Stevens-Johnson Syndrome/Toxic Epidermal Necrolysis (SJS/TEN)
Contributed by: Eman Bahrani, Baylor College of Medicine, 1 Baylor Plaza, Houston, Tx 77030
- Stevens-Johnson Syndrome (SJS) and its more severe variant Toxic Epidermal Necrolysis (TEN) are rare, acute, and life-threatening syndromes, typically caused by drug ingestion, characterized by epidermal detachment and necrosis of the skin and mucous membranes. Management is primarily supportive.
|Etiology and Pathogenesis|
- SJS/TEN is thought to be caused by cytotoxic T-cells that recognize antigens created when the offending drug complexes with host proteins. These cytotoxic T-cells then induce massive keratinocyte apoptosis and necrosis.
- The most common causative agents include allopurinol, antibiotics (sulfa drugs, penicillins), NSAIDs, and anticonvulsants (ethosuximide, phenytoin, phenobarbital, carbamazepine, lamotrigine).
- SJS and TEN are differentiated clinically by the extent of body surface area (BSA) involved, which tracks mortality.
- SJS: Less than 10% BSA (5-12% mortality)
- SJS/TEN overlap: 10-30% BSA
- TEN: Greater than 30% BSA (30% mortality)
- Mucocutaneous symptoms present within 1-4 weeks of drug exposure and are preceded by a prodrome of constitutional symptoms.
- The rash presents as painful, erythematous, and purpuric macules that coalesce and progress to flaccid blisters with a positive Nikolsky sign. Epidermal necrosis and detachment can occur within hours or days.

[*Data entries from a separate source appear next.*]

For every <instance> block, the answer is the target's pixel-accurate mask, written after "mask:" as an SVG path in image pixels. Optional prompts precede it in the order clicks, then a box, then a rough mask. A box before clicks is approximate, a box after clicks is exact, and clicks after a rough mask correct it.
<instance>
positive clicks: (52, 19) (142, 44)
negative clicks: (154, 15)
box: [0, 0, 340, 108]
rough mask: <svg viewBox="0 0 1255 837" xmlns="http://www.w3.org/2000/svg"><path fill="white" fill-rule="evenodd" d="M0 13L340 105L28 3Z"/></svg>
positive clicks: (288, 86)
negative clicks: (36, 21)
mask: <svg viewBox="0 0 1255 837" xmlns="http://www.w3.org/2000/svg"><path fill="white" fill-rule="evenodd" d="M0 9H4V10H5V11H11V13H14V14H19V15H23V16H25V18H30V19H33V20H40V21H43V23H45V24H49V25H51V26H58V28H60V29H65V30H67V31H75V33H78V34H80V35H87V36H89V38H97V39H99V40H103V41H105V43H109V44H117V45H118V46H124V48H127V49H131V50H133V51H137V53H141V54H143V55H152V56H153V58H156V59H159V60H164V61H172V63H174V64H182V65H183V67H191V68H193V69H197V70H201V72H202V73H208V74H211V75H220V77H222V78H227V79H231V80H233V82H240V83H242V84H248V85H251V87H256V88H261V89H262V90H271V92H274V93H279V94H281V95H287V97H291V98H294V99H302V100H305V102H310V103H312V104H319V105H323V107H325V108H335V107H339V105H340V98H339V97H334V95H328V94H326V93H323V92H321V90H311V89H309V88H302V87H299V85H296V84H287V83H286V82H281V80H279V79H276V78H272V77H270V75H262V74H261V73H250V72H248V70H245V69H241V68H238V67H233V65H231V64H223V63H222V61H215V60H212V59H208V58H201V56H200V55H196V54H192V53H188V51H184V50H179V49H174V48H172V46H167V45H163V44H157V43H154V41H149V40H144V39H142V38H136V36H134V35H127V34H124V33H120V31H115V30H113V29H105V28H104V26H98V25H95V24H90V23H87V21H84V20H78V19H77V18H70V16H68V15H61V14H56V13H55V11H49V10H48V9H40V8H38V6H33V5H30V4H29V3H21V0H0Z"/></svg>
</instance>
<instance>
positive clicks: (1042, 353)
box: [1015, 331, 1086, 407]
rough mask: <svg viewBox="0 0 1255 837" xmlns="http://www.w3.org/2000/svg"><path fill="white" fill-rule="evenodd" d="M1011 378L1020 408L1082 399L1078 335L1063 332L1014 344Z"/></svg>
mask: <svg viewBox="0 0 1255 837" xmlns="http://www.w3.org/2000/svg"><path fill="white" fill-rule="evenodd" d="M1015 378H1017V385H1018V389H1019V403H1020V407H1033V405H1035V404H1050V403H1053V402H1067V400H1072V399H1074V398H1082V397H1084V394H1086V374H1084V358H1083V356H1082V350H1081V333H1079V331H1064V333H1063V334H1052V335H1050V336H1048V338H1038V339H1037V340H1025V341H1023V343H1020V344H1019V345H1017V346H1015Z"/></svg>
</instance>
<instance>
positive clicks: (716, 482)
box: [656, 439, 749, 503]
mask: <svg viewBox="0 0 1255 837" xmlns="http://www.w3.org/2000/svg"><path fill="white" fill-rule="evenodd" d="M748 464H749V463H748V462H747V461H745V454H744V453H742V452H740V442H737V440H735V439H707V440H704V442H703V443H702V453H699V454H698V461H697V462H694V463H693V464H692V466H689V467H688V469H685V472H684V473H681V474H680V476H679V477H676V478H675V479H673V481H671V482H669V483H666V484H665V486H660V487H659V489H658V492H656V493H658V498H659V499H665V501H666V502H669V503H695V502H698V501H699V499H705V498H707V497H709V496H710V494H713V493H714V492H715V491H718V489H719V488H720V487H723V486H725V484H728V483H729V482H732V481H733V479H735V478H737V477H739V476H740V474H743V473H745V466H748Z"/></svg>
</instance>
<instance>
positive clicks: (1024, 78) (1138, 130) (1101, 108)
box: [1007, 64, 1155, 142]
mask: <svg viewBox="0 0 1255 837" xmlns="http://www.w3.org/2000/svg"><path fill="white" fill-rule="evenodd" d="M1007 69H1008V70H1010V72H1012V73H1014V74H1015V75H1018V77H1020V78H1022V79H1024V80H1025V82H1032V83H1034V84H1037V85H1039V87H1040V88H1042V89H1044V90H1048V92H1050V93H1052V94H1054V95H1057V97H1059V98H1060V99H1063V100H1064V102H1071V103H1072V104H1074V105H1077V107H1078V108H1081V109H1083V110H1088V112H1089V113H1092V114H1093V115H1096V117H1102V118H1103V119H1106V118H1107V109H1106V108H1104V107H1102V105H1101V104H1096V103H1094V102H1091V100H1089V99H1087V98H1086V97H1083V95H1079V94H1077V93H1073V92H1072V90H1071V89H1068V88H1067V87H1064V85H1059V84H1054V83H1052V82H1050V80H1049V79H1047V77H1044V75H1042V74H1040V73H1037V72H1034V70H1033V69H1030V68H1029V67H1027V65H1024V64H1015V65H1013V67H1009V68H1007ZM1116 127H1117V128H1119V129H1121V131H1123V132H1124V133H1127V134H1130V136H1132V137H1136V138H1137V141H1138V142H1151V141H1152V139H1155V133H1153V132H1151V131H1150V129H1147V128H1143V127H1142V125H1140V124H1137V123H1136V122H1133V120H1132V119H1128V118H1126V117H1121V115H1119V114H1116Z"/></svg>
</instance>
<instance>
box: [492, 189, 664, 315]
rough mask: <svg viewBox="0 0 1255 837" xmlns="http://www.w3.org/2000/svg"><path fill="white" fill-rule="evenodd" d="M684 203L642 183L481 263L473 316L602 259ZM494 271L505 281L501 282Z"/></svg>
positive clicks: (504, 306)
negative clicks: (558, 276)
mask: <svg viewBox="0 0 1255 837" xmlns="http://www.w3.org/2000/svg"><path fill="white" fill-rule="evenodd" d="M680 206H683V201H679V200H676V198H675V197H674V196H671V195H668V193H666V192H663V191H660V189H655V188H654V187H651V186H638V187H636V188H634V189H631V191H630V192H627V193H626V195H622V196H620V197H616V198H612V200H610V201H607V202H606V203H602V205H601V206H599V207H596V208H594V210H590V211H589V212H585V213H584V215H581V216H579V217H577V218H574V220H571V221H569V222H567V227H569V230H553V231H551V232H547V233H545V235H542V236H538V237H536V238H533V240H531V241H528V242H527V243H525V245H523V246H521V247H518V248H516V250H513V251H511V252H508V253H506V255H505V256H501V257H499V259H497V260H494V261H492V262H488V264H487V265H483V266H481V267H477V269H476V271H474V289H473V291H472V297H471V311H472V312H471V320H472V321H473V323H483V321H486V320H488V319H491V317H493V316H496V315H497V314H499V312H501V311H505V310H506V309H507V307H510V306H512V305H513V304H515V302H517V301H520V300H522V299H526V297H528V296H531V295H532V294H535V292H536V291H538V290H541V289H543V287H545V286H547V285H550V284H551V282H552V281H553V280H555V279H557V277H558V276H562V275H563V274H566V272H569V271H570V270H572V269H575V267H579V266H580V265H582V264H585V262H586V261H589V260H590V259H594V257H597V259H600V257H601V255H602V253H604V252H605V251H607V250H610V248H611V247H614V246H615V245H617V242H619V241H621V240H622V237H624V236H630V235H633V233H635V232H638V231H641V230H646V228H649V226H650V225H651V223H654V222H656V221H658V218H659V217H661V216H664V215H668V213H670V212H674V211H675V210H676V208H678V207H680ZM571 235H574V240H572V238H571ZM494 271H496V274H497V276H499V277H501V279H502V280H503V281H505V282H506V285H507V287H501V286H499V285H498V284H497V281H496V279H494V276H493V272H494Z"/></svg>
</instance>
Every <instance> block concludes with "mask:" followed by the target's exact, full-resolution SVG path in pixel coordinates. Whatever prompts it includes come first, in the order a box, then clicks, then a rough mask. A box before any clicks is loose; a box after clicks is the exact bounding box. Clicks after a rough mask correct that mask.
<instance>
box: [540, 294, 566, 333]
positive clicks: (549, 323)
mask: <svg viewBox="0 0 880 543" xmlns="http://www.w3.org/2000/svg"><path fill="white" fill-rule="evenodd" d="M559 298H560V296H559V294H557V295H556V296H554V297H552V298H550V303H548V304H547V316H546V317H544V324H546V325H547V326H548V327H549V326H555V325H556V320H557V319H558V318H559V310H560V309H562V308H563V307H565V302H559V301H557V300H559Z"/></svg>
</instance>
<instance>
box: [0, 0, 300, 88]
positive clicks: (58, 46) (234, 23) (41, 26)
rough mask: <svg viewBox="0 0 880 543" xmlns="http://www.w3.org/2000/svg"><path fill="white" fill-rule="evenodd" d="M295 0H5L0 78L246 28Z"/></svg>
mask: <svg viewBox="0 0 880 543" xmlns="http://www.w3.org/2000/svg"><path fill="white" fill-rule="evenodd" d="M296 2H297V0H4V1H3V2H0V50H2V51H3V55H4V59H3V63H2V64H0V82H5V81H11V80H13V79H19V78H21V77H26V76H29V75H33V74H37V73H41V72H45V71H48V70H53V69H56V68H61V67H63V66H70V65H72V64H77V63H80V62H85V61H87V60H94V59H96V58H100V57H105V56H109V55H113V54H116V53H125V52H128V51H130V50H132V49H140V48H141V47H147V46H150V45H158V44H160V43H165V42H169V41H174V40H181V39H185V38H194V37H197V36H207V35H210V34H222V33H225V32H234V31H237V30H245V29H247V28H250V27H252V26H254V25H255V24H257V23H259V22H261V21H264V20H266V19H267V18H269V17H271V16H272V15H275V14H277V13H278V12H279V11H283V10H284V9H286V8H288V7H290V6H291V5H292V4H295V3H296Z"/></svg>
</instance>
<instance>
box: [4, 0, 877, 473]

- Characteristically, SJS/TEN involves the mucosa, which can include the ocular, buccal, and genital mucosae. Sloughing of the respiratory and gastrointestinal epithelium can occur.
- Management of SJS/TEN revolves around prompt identification and withdrawal of the suspected drug. Treatment is largely supportive, ideally within a burn unit. Although a current topic of debate, systemic steroids or IVIG can be administered.
- Gerull R, Nelle M, Schaible T. Toxic epidermal necrolysis and Stevens-Johnson syndrome: A review. Critical Care Medicine. 2011;39(6):1521-1532.